Most interesting, Hispanic Republicans are more likely to support gay marriage than the general Republican population by a significant 14 percentage points.


According to a new study published by the National Council of La Raza (NCLR) [PDF], 54 percent of Latinos say they support gay marriage. According to a Gallup Poll taken in May, 53 percent of the general American population now supports gay marriage.

The wide-ranging study illuminates many facets of Hispanic Americans' views of the LFBT community and gay rights, but perhaps what is most interesting is that Latino Republicans are much more likely to support gay marriage than the rest of the GOP.

Forty-two percent of Latino Republicans favor gay marriage. Only 28 percent of the general GOP supports gay marriage.

Interestingly, Latino Democrats are less likely than the general Democratic population to support gay marriage, though the gap is slightly smaller; 58 percent of Latino Dems support gay marriage compared to 69 percent of all Democrats.

Cuban-Americans make up only a small portion of NCLR's poll, but the results echo a poll of Miami-Dade Cubans in 2008. Back then, 68.5 percent of Cuban-Americans in the county identified as Republican. However, 70 percent of all Cuban-Americans in the county said they either opposed or had no opinion on a constitutional amendment that would ban gay marriage. Only 30 percent supported such an amendment.
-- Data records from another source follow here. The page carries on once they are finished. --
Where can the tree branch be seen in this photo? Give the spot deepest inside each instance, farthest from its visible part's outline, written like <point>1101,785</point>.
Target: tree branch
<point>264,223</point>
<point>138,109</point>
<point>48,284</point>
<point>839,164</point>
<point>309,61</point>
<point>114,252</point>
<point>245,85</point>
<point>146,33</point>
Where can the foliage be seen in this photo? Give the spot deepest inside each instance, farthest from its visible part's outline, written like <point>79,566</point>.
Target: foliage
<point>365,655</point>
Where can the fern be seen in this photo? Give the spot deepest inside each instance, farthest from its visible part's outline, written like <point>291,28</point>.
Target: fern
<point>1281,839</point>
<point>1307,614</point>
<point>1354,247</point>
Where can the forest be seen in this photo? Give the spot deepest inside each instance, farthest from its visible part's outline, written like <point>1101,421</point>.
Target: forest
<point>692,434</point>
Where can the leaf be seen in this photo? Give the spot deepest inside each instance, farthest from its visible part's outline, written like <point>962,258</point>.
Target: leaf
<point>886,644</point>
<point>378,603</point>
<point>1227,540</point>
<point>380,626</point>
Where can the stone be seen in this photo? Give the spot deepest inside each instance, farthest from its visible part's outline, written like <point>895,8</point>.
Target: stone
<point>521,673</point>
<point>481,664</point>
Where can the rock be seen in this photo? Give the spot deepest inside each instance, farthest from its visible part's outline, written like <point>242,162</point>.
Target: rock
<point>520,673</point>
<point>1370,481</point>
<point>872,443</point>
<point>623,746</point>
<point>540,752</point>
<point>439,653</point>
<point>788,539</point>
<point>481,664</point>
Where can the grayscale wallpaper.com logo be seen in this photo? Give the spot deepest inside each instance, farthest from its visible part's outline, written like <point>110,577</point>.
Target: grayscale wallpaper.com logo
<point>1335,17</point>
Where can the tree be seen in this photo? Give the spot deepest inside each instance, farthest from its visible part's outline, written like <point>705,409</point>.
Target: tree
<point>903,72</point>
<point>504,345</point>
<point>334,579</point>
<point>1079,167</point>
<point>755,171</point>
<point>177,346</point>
This is perhaps why Cuban-American Republican Congresswoman Ileana Ros-Lehtinen is now the only Republican in the U.S. House who is a champion of gay rights and has faced little to no local backlash because of it. Perhaps that's why Republican former Rep. Lincoln Diaz-Balart broke with his party in one of the final major votes of his career to help repeal "Don't Ask, Don't Tell." And perhaps that's why when two registered Republicans with few substantial political position differences faced off in the nonpartisan county mayoral race, the one who had the endorsement from gay rights groups emerged victorious.

So word to NOM and the locally based anti-gay group the Christian Family Coalition: You have a lot of work to do to make opposition to gay marriage "a key badge of Latino identity."